On this day in in 1924, the New York Times carried a review by music critic Olin Downes. The review began, “A concert of popular American music was given yesterday afternoon in Aeolian Hall by Paul Whiteman and his orchestra of the Palais Royale.” Downes had attended the concert that was billed as an “Experiment In Modern Music.” Downes noted that one composition in particular “shows extraordinary talent” and was “fresh and new.” Downes’ review concluded, “The audience packed a house that could have been sold out twice over.”
It was on Tuesday, 12 February 1924, that “America’s Homegrown Music” – Jazz – put on white tie and tails and entered the lofty precincts of the halls of “serious” music with the premier of the classic Rhapsody In Blue. Paul whiteman, the leading figure in popular Jazz in the 1920s, had approached the young George Gershwin some months before to propose that Gershwin write a Jazz work specifically for a symphonic setting. Gershwin, whose work to that time had consisted of Tin Pan Alley songs and light-hearted musical fare, apparently agreed to undertake Whiteman’s commission.
I say “apparently” because as George’s brother Ira told the tale, it was not until January of 1924, when Ira showed George a item in the paper that the February concert would include a “Jazz Concerto” by Gershwin, that George realized he was committed! Improbably enough, in about five week’s time, Gershwin had essentially completed the work which became known as Rhapsody In Blue.
Whiteman’s orchestra premiered the work at Aeolian Hall in New York, a locale not usually associated with popular music, and Whiteman’s musician all wore classic concert attire.

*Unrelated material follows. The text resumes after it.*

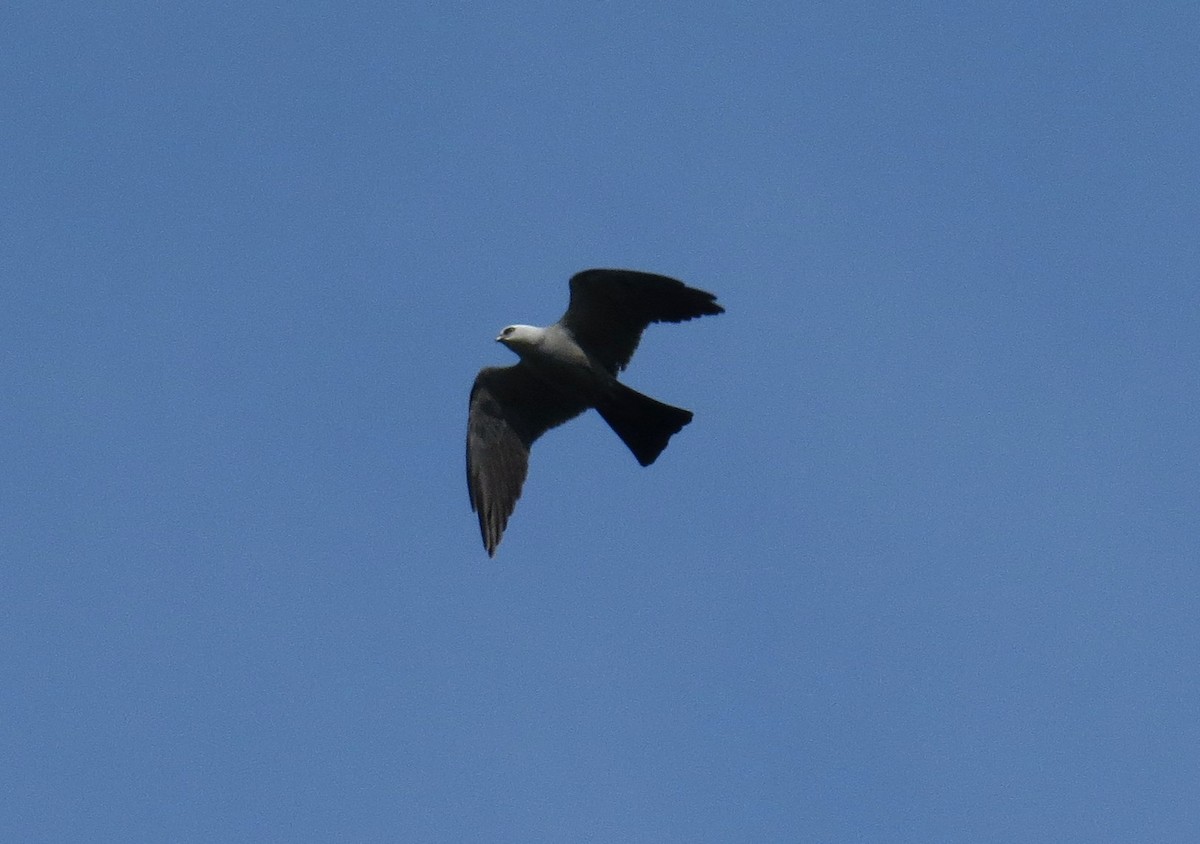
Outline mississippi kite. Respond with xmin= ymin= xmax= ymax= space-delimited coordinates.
xmin=467 ymin=270 xmax=725 ymax=557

Many musical luminaries were present for the concert, including Sergei Rachmaninoff and John Philip Sousa, along with several noted music critics. Whiteman’s arranger, Ferde Groffe, best known for his Grand Canyon Suite, orchestrated Gershwin’s piano score. Gershwin himself Played the piano at the concert, which turned out to be a necessity, as he had not written any piano part! The orchestra members were warned to keep a sharp eye on Gershwin as he would have to nod to let them know where they were to come back in to the music as he played. The written score was produced later, and therefore we cannot be certain exactly what that very first performance was like, but we know that it was received with wild enthusiasm by the audience though many of the critics in attendance offered rather negative assessments of the piece.
This premiere was no great political or military turning point; it did not free the oppressed nor did it bring down a tyrant. But it did contribute to the changing of a culture, and decisively so. Before Whiteman’s “Experiment in Modern Music,” Jazz was looked upon as an inferior music and not fit for “the better sort of people.” There was a nasty undercurrent of racism in this judgment as well: Jazz was often called “African Music” or even plainly vulgar, derogatory epithets. And it is true that not one African-American was present at Aeolian Hall that chilly February afternoon to hear musical history being made. But this concert launched Jazz into the realm of respectability, and by the end of the 1920s many Black Jazz greats were making an impact upon popular culture with concerts and recordings, playing in venues that would have been irrevocably barred to them a few years before. Jazz and its talented practitioners were here to stay.
George Gershwin made two recordings of Rhapsody In Blue with Paul Whiteman’s Orchestra, and in 1925 he cut a master piano roll which QRS player piano company later issued in its own roll format. QRS, which claims to be the oldest “software” company in continuous existence, (since 1900) still produces paper piano rolls for old player systems, but moving into the digital age, they converted many of their classic roll recordings into CDs which can be played on their “Pianomation” electronic system. Thus it is that now and again, I can enjoy the experience of listening in my own home to “the very keystrokes” that George Gershwin himself recorded some 91 years ago when I put on the CD of his solo piano rendition of his masterpiece. Then I can close my eyes and take delight in talent and vision and just plain good music!
Flower Mound, Texas
Music, the greatest good that mortals know,
And all of Heaven we have below.
— Joseph Addison
Downes’ review in full may be found in The George Gershwin Reader.